Au cœur d’un quartier historique de Bagdad, des artisans s’activent autour d’une sépulture ornée de caractères hébraïques. Le mausolée d’Isaac Gaon, érudit juif du premier siècle de l’islam, renaît lentement après des décennies d’oubli. Ce projet, porté par les derniers membres de la communauté juive locale, dépasse les clivages religieux dans un pays marqué par les conflits sectaires.

L’édifice, autrefois enseveli sous les détritus, a bénéficié d’un financement de 150 000 dollars accordé par les autorités. Pour Khalida Elyahu, figure emblématique des Juifs d’Irak, cette renaissance est un signal fort : « Ce lieu appartient à notre histoire commune, bien au-delà de notre petite communauté ». La structure, inspirée de l’architecture islamique médiévale, arbore désormais une coupole bleutée et un tombeau immaculé où repose le sage, mort en 688.

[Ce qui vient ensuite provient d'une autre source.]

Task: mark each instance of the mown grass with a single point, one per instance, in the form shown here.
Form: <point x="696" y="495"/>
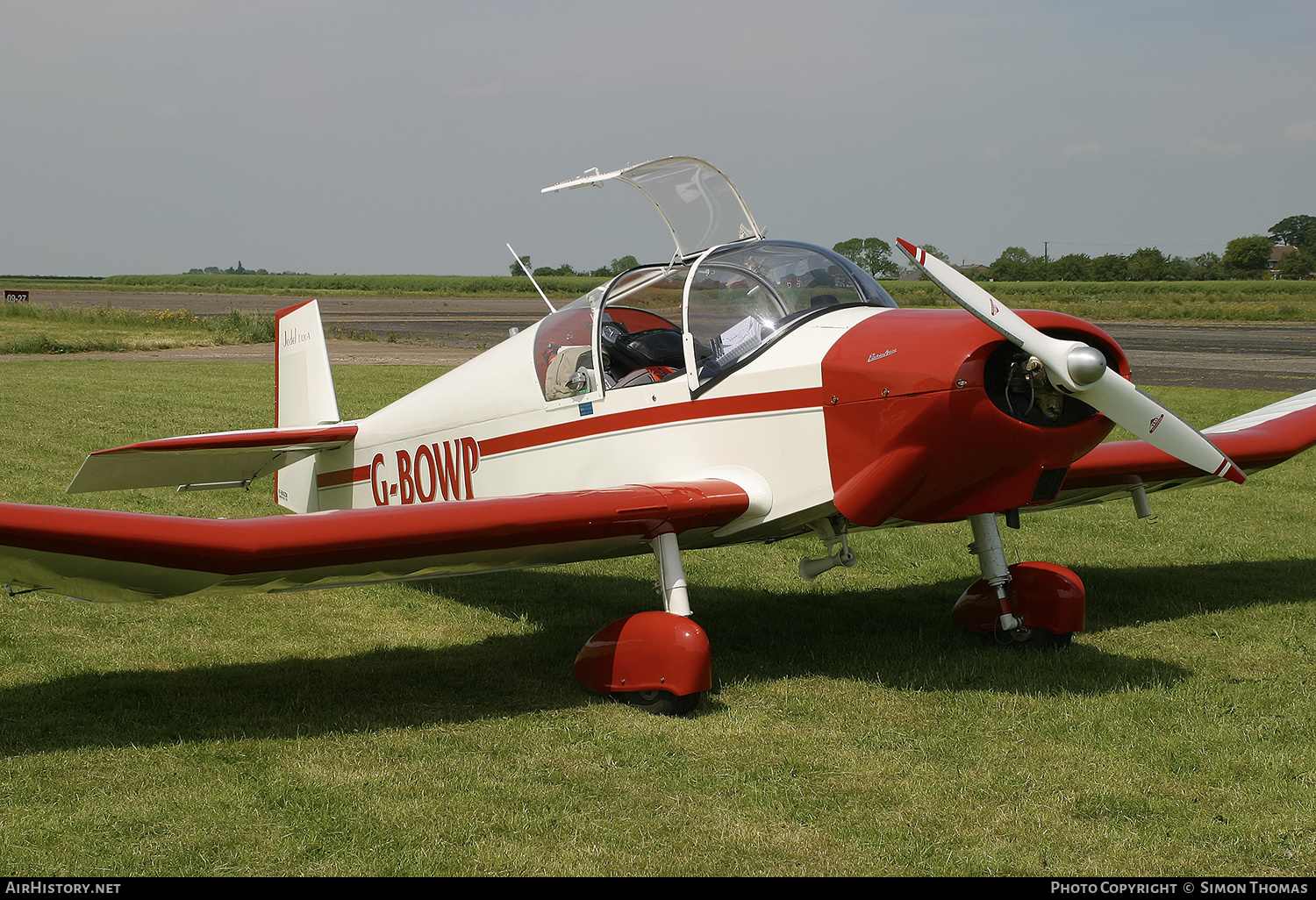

L’histoire de ce rabbin reste enveloppée de mystère. Certains récits, probablement légendaires, le dépeignent accueillant l’imam Ali, figure centrale du chiisme, lors de la conquête musulmane. « Ces récits reflètent les stratégies des minorités pour négocier leur place dans l’empire », explique un universitaire spécialiste du judaïsme mésopotamien. Qu’importe la véracité : le site attire déjà des pèlerins, y compris des dignitaires politiques comme Qassem al-Aaraji, connu pour son discours œcuménique.

Le mausolée incarne un héritage bien plus vaste. Jadis, Bagdad comptait une florissante population juive, rédactrice du Talmud de Babylone. Mais les pogroms des années 1940 et la création d’Israël ont précipité leur exode. Aujourd’hui, une poignée de fidèles perpétuent discrètement les rites, tandis que des synagogues tombent en ruine. Pour les riverains comme Moussa Hayawi, le retour des pèlerinages évoque une époque révolue où l’on venait chercher guérison ou fertilité sous ces voûtes sacrées.

Ce chantier, modeste en apparence, cristallise un espoir : celui de réconcilier l’Irak avec sa mémoire plurielle, au-delà des fractures contemporaines.